Tendenze, costumi, idee
Ebbene, tutto ciò non c’entra affatto con la retorica “giovanilistica” e alquanto stucchevole che interpreta cose serie come la politica attraverso categorie risibile quali il “cambio generazionale”; c’entra invece con il fatto che il “ricambio” nel Partito Repubblicano è l’effetto più visibile del famoso spostamento a destra del baricentro del partito (operato in gran parte attraverso i “Tea Party”) che ha esautorato, attraverso il lavacro di primarie e tornate elettorali (quindi in modo specchiatamente democratico) la “vecchia guardia” mediamente liberal. E dietro questo nuovo personale ‒ che è giovane per ragioni sostanziali (l’avere abbracciato un ideale conservatore “nuovo” rispetto alle “vecchie” dottrine liberal) e non solo per accidens anagrafico ‒ c’è un elettorato ancora più giovane, ovvero ancora più conservatore.
Negli Stati Uniti succede così da più di mezzo secolo: badando alle cose che più contano, e trascurando (dove e per quel tanto che possono essere trascurate) le mere diatribe politiche, i “centri di elaborazione” della cultura conservatrice hanno sempre puntato sugli studenti, offrendo loro “scuole parallele” e “formazioni alternative” nella lucida convinzione che è più semplice tirare grande in modo diritto un novellino che cambiare la dura cervice di un adulto convinto (Reagan ebbe l’astuzia e la capacità di portare questo stesso metodo dentro il Partito Repubblicano e ai vertici del Paese per la prima volta in maniera percepibile e “pubblica”).

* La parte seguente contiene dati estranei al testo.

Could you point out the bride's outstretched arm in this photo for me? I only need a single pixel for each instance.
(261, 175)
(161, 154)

La Sinistra di oggi potrebbe essere la Destra di domani ‒ per utilizzare il linguaggio di Leonhardt ‒ un po’ perché sedotta e abbandonata, ma molto di più perché la “foresta di Sherwood” dove il conservatorismo si è rifugiato negli anni dello tsunami Obama ha sortito il suo effetto. A volte si fatica ad accorgersene, perché sono sempre solo gli eventi cattivi a fare notizia; ma ‒ elenco “a caso” ‒ la riduzione parziale del numero degli aborti americani esito delle battaglie di un mondo pro-life strategicamente intelligente, la grande testimonianza di “americanità” dei cattolici americani anche di fronte alla “massa protestante” (compresi alcuni gesti pubblici clamorosi), la serena e indefessa testimonianza alla verità data dalla gerarchia cattolica ( “moderati” compresi), la grande reazione di popolo in difesa della famiglia naturale, le notevoli sentenze emesse dalla Corte Suprema federale in favore dei “princìpi non negoziabili” e lo svilupparsi di una seria intellettualità conservatrice dopo che per qualche anno la si era vista un po’ meno sono tutte tendenze decisive che già incidono significativamente su mentalità e costumi. Pur senza nutrire entusiasmi faciloni, c’è da scommettere che ora delle elezioni del 2016 saranno idee mature.